Mit dieser Einleitung starteten die Dozenten in die Diskussion. Wie es bei den rechtspolitischen Kolloquien des Instituts für Rechtspolitik üblich ist, konnten sich Zuhörerinnen und Zuhörer aus dem Publikum einbringen und den Dozenten auf Augenhöhe begegnen. Nach einer ausführlichen Debatte dankte Frau Prof. von Ungern-Sternberg den Beteiligten und beendete die Veranstaltung.

Zur Person: Prof. Dr. Christoph Möllers

Prof. Dr. Christoph Möllers

Prof. Dr. Christoph Möllers, geb. 1969, studierte Rechtswissenschaften, Philosophie und Komparatistik in Tübingen, Madrid und München. Möllers war ab 2004 Professor für Öffentliches Recht an der Westfälischen Wilhelms-Universität Münster, von 2005 bis 2009 Inhaber des Lehrstuhls für Öffentliches Recht, insbes. Staatsrecht, Verfassungstheorie und Rechtsvergleichung an der Georg-August-Universität Göttingen und ist seither Inhaber des Lehrstuhls für Öffentliches Recht und Rechtsphilosophie an der Humboldt-Universität zu Berlin. Möllers war Teil der Kommission zur Reform des Wahlrechts und zur Modernisierung der Parlamentsarbeit.

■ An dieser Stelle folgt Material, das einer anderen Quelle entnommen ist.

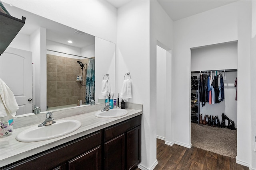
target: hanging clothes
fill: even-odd
[[[235,87],[236,88],[236,100],[237,101],[237,77],[236,78],[236,80],[235,81]]]
[[[225,99],[224,96],[224,82],[223,82],[223,77],[222,74],[220,74],[220,94],[221,96],[221,101],[223,101]]]
[[[220,90],[219,90],[218,79],[218,76],[216,75],[214,76],[214,79],[212,83],[212,86],[214,89],[214,102],[215,103],[220,103],[219,100],[219,94]]]
[[[201,74],[200,75],[200,102],[202,103],[202,107],[205,105],[207,102],[207,76],[205,74]]]

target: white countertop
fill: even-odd
[[[78,130],[71,133],[42,141],[24,143],[18,141],[15,139],[16,136],[20,133],[33,126],[37,126],[37,124],[14,129],[10,135],[0,138],[0,167],[8,165],[142,113],[142,110],[132,109],[126,109],[128,111],[128,113],[122,117],[112,118],[97,117],[94,115],[98,111],[97,111],[56,119],[55,120],[56,121],[58,120],[77,120],[82,123],[82,125]]]

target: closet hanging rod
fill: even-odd
[[[91,58],[86,57],[80,56],[80,55],[75,55],[71,54],[68,54],[68,53],[63,53],[63,52],[62,52],[55,51],[54,51],[54,50],[49,50],[49,49],[46,49],[46,51],[50,51],[56,52],[56,53],[62,53],[62,54],[67,54],[68,55],[73,55],[74,56],[79,57],[80,57],[86,58],[86,59],[91,59],[92,60],[95,60],[95,59],[92,59]]]
[[[200,73],[200,72],[202,73],[203,73],[204,72],[210,72],[211,71],[217,71],[218,72],[220,71],[222,72],[230,72],[232,71],[237,71],[237,69],[226,69],[226,70],[204,70],[202,71],[192,71],[191,73]]]

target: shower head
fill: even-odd
[[[81,61],[77,61],[77,63],[80,64],[80,66],[81,66],[81,67],[82,68],[84,66],[84,64],[83,64],[83,63]]]

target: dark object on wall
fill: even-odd
[[[25,24],[26,18],[22,20],[0,12],[0,54],[2,54]]]

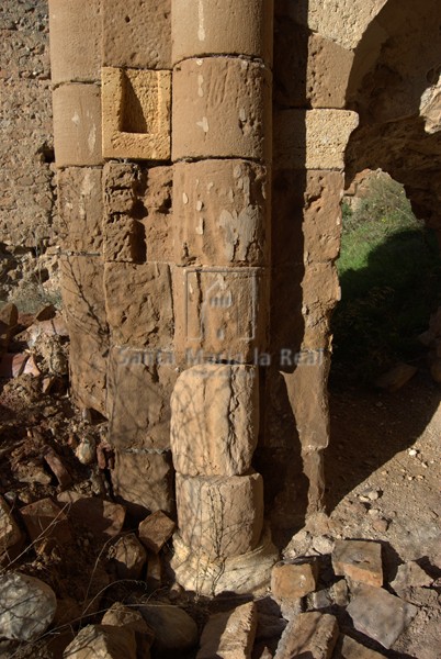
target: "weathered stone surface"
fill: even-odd
[[[186,366],[252,360],[267,344],[268,293],[262,268],[176,268],[178,358]]]
[[[330,0],[324,5],[320,0],[309,0],[305,5],[283,0],[279,12],[349,49],[358,45],[369,23],[385,3],[386,0],[369,3],[363,0]]]
[[[270,160],[270,87],[269,70],[246,59],[208,57],[179,64],[173,72],[172,159]]]
[[[359,118],[349,110],[274,113],[275,169],[344,169],[344,150]]]
[[[179,377],[171,396],[171,449],[185,476],[240,476],[259,433],[258,369],[207,364]]]
[[[132,629],[111,625],[87,625],[63,654],[63,659],[136,659],[136,640]]]
[[[172,536],[176,524],[162,511],[156,511],[139,524],[139,539],[149,551],[158,554]]]
[[[201,13],[202,12],[202,13]],[[248,55],[272,60],[272,0],[240,4],[208,0],[201,9],[185,0],[173,2],[173,64],[202,55]]]
[[[418,368],[410,364],[397,364],[394,368],[375,380],[375,387],[385,389],[391,393],[393,391],[398,391],[398,389],[402,389],[417,371]]]
[[[165,359],[171,354],[165,355]],[[113,347],[108,369],[109,443],[122,449],[170,446],[170,396],[178,377],[160,354]]]
[[[318,567],[314,562],[275,565],[271,573],[271,591],[276,601],[296,600],[316,590]]]
[[[137,348],[171,348],[173,308],[166,264],[105,264],[105,309],[112,340]]]
[[[272,566],[279,558],[268,529],[257,549],[240,556],[213,559],[203,551],[195,552],[179,534],[173,536],[173,550],[170,565],[178,583],[210,597],[224,592],[267,593]]]
[[[147,554],[134,533],[121,537],[112,548],[110,556],[114,561],[118,579],[140,578]],[[103,621],[103,624],[110,623]]]
[[[143,603],[139,612],[155,630],[154,649],[159,652],[179,652],[197,643],[197,625],[183,608],[160,602]]]
[[[342,636],[341,648],[339,649],[341,659],[382,659],[384,657],[384,655],[366,648],[346,635]]]
[[[120,0],[103,5],[103,65],[171,68],[171,0]]]
[[[58,172],[59,236],[68,252],[101,252],[101,168],[69,167]]]
[[[11,513],[11,509],[4,499],[0,496],[0,556],[19,543],[21,537],[22,532]]]
[[[349,577],[381,588],[383,585],[382,546],[366,540],[336,540],[332,568],[339,577]]]
[[[274,659],[330,659],[338,633],[337,618],[333,615],[318,612],[301,613],[287,624]]]
[[[170,159],[171,72],[103,67],[103,155]]]
[[[65,509],[68,518],[91,530],[97,539],[113,538],[123,528],[125,510],[117,503],[74,491],[58,494],[58,501],[68,504]]]
[[[46,583],[20,572],[0,577],[0,636],[35,640],[54,619],[57,600]]]
[[[104,258],[137,263],[176,260],[172,168],[106,163],[104,189]],[[132,233],[127,233],[129,221]]]
[[[391,581],[391,587],[402,596],[402,593],[409,588],[429,587],[432,585],[433,579],[415,560],[409,560],[403,566],[398,566],[398,570],[394,581]]]
[[[276,21],[274,100],[279,108],[344,108],[353,52],[301,27]]]
[[[208,618],[200,641],[196,659],[251,659],[257,629],[255,602],[242,604]]]
[[[174,260],[202,266],[264,265],[268,170],[245,160],[177,163]]]
[[[177,473],[176,487],[180,534],[195,554],[205,552],[213,560],[256,549],[263,526],[259,473],[228,478]]]
[[[20,509],[31,541],[49,540],[58,545],[72,541],[67,516],[52,499],[41,499]]]
[[[146,511],[173,513],[172,467],[168,454],[117,450],[112,471],[114,493],[129,512],[145,517]]]
[[[382,588],[360,584],[347,611],[355,629],[389,648],[416,616],[418,608]]]
[[[61,85],[53,91],[58,167],[100,165],[101,91],[97,85]]]
[[[105,414],[109,328],[104,310],[103,263],[99,257],[61,258],[65,317],[70,335],[70,381],[81,407]]]
[[[99,80],[101,0],[49,0],[49,29],[53,83]]]

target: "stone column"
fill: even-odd
[[[184,369],[171,401],[172,567],[204,594],[259,588],[275,559],[251,468],[268,335],[271,58],[270,0],[172,1],[174,349]]]
[[[297,8],[298,9],[298,8]],[[308,514],[324,507],[329,442],[330,317],[339,295],[344,149],[358,115],[344,110],[353,53],[310,32],[307,14],[276,16],[272,347],[308,479]],[[319,7],[310,16],[325,10]],[[325,12],[326,13],[326,12]],[[310,19],[310,20],[313,20]],[[265,440],[274,448],[278,437]]]
[[[71,391],[80,407],[104,413],[109,332],[101,228],[101,1],[49,0],[49,25]]]

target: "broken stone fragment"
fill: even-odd
[[[63,654],[63,659],[136,659],[135,633],[111,625],[88,625],[74,638]]]
[[[382,546],[366,540],[337,540],[332,551],[332,568],[339,577],[381,588]]]
[[[149,551],[158,554],[171,537],[176,524],[162,511],[156,511],[139,524],[139,539]]]
[[[22,532],[11,513],[11,509],[4,499],[0,496],[0,555],[13,547],[21,538]]]
[[[20,514],[26,526],[31,541],[50,540],[52,545],[67,545],[72,541],[67,516],[52,499],[41,499],[22,507]]]
[[[359,584],[347,611],[355,629],[389,648],[416,616],[418,608],[382,588]]]
[[[272,569],[271,591],[276,601],[296,600],[316,590],[318,567],[316,561],[285,563]]]
[[[274,659],[330,659],[339,629],[337,618],[316,611],[292,619],[279,641]]]
[[[118,579],[139,579],[147,560],[147,554],[134,533],[120,538],[112,550]]]
[[[257,629],[255,602],[208,618],[196,659],[250,659]]]
[[[197,625],[183,608],[160,602],[143,603],[138,608],[155,630],[154,649],[157,652],[179,652],[196,645]]]
[[[54,619],[57,600],[46,583],[20,572],[0,577],[0,636],[35,640]]]
[[[350,636],[343,635],[339,657],[341,659],[383,659],[384,655],[366,648]]]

Zur Person: Michael Frieser

Michael Frieser

Michael Frieser, geb. 1964, studierte Rechtswissenschaften an der Friedrich-Alexander-Universität Erlangen-Nürnberg. Er ist seit 1994 Rechtsanwalt für Gesellschafts- und Wirtschaftsrecht, war von 1996 bis 2009 Syndikusanwalt und von 2002 bis 2016 GmbH-Geschäftsführer im Einzelhandel. Frieser ist seit April 2018 Bezirksvorsitzender der CSU Nürnberg-Fürth-Schwabach und ab 2009 Mitglied des Deutschen Bundestages. Seit 2014 ist er Demografiebeauftragter und seit 2018 Justiziar der CDU/CSU- Bundestagsfraktion.